Implied volatility continues to head lower, with the US volatility index “VIX” -2.6% to 12%, with the S&P 500 trading in a meagre seven handle range.

Market data
Source: Bloomberg

The focus on the US data side has firmly been on the retail sales report for July and the print hasn’t disappointed those who have been warming to buying USD’s in a ‘phoenix from the ashes’ type trade. Retail sales grew 0.6%, with the annualised print a very impressive 3.2% pace. Strong contributions from auto’s and home improvement store sales have helped. 

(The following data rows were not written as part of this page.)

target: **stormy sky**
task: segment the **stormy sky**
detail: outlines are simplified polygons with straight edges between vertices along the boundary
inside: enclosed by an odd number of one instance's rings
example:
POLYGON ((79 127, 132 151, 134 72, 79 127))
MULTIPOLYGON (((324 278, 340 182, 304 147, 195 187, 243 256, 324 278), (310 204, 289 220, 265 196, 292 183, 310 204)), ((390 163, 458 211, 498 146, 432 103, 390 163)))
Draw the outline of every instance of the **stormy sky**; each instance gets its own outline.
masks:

Importantly, the core retail control group (the element of consumer purchases that feed directly into the Q3 GDP calculation) increased 0.5%, while the June control group figure was also revised higher and economists would have raised their Q3 GDP tracking estimates by 20-30 basis points on this development, with consumption driving this change.

We have seen another reasonable sell-off in US fixed income markets across the curve on both nominal and ‘real’ (or inflation-adjusted) yields, with the US ten-year treasury (by way of example) currently sitting at 2.27% (+5bp on the day). The market was still taking some inspiration from New York Fed President Bill Dudley comments, who suggested he was still in eyeing a December rate hike. However, add in the good retail sales print and we can see interest rate markets responding and the the probability of a December hike has risen back to 40%. Recall, this sat at 26% on Friday.

With the move higher in US yields, we have seen further signs the USD has put in a base, but there is still not the conviction to really cover what are huge short USD positions as of yet. Traders are saying that if they want exposure to a strengthening USD then they do it on a selective basis and the gains are not going to be broad-based.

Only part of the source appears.